Monday, December 04, 2006

Top Ten Stuff About Ben (the cool stuff!)

This is the final installment of The Top 10 Stuff About Ben. These final two items are the best of Ben and give us the most hope. They are also a source of fear. I could sit here and elaborate all night about our fears for Ben or what the future holds for him, or what the future holds for our entire family.

When you have a child like Ben you really have to live in the moment. Hence my comment about having our own Forrest Gump. I'm sure there are some of you that read that and thought I was commenting on Ben's mental abilities or precisely his disabilities. The comment was far from it. If you've not seen the movie in a while then you might want to take another look. Forrest knew his limitations but he also knew what was the best about him. Being a millionaire, or a war hero, or a college athlete meant nothing to him. Being a good son, a good friend, and eventually a good parent was most important to Forrest. I sense the same in Ben.

So without further ado...

9. Ben loves interaction and play with others. This is very important and actually leads to our belief about #10. From Ben's earliest moments in life he craved attention. It has never been like the attention his sister desires. Jessie wants us to acknowledge her accomplishments. "Dad, I made an A on my test today." " I cannot wait until I show Mom my new dance move I learned at class today." "Dad, do you think my drawing is good?"

Those statements and questions are much different from what Ben desires. His requests are very minimal. Ben just wants us to acknowledge he is there. "Please look at me." "If I laugh will you laugh with me?" "If I play this game can we figure out how to play it together?"

That's a huge thing. We have seen so many heart-breaking situations where a special child cannot or more than likely will not acknowledge others. Thankfully it is very rare.

10. Ben is intelligent. Yeah, I'll bet some of you are thinking "wishful thinking." Well I do invite you naysayers to live just a few hours with Ben. Ben chooses which toys he wants to play with. Ben knows which days he goes to school. Ben has practically developed his own language. Ben has figured out how to operate toys that his parents or nurses never knew how to use until Ben showed us. You want me to go on?

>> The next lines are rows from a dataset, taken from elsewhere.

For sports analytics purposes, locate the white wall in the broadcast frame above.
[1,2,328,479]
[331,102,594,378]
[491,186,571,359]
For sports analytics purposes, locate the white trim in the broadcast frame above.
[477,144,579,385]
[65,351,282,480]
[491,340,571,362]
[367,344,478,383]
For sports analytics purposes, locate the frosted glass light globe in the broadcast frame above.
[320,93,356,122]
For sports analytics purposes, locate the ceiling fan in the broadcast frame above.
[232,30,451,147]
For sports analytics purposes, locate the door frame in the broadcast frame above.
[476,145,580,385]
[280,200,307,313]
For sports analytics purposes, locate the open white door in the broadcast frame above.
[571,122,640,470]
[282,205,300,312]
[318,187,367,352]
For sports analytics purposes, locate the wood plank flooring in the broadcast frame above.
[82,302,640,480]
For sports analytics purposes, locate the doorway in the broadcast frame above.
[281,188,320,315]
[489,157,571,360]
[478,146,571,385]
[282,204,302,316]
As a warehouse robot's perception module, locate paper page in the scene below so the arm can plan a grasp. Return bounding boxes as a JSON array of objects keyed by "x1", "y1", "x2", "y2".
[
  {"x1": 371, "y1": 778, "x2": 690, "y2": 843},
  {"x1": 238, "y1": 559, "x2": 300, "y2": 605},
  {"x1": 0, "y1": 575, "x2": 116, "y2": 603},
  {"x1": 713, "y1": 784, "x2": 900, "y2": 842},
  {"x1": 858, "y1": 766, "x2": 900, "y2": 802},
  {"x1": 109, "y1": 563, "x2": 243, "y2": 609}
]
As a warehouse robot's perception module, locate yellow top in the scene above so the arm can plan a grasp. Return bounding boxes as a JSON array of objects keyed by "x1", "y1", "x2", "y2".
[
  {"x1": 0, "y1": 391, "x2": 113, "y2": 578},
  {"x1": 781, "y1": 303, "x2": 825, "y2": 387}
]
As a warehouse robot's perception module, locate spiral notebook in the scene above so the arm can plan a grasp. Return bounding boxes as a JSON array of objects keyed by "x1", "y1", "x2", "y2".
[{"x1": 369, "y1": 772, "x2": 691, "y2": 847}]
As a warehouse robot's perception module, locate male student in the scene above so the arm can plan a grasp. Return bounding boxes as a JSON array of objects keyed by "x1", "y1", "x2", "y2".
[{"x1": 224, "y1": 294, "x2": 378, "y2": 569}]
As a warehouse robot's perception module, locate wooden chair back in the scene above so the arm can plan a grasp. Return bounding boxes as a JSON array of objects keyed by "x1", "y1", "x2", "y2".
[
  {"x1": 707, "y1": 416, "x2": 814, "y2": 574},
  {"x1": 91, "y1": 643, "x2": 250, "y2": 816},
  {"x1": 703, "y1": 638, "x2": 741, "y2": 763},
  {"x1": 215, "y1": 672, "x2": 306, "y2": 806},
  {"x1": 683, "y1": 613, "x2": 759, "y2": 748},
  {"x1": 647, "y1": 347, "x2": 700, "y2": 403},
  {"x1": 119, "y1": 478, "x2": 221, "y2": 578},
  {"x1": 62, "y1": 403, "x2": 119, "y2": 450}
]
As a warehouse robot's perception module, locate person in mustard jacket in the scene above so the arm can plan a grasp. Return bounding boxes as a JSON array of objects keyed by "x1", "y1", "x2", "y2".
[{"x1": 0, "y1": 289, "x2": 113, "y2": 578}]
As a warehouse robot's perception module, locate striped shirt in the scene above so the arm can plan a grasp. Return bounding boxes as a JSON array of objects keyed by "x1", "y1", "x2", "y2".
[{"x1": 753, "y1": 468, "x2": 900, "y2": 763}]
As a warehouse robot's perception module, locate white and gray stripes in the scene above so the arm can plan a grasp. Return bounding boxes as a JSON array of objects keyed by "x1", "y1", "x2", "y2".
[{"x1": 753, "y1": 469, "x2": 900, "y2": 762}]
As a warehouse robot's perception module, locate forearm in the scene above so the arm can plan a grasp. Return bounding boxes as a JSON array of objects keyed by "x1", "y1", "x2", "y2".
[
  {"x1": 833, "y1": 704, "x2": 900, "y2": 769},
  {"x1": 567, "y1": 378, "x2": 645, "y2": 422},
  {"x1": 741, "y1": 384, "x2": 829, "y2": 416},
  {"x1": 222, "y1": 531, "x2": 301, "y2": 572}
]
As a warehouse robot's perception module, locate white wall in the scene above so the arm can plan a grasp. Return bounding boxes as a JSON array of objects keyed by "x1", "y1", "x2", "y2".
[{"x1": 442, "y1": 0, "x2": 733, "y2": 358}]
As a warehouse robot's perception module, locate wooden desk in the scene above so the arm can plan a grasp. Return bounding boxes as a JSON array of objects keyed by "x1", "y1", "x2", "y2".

This was my greatest fear but has also been my greatest joy. If you've not read about or even seen the Hoyt's story over to your left I suggest clicking on those links after reading this. Ben may never walk but it won't be for a lack of working hard or trying. I've known about Ben's intelligence since the early days of his life. I could see it in his eyes. I know that is a shallow type of reasoning and is far from scientific. But I offer your these observations from past doctors or experts:

+ Ben is blind (he had his annual eye exam today and got his glasses adjusted).
+ Ben is deaf (hmmm...funny how he has responded to his name even during the NICU days)
+ Ben is a vegetable (okay no one ever used that term but we knew exactly what Dr. Morales meant when he finished his exam of ben's MRI).
+ Ben will probably not make it past ________ (seven years and counting!).
+ Ben will never talk (this is another good one - he can out-talk his sister - a really big deal).

I guess that's enough for now. I'm really proud of the little man! Yeah, I get real emotional when I talk about how far Ben has come. There is no doubt that according to logic Ben should neither be alive nor having the great time he's having just being alive.

Again, The Waddells ask the question: isn't that one of those things to be pondering this time of year?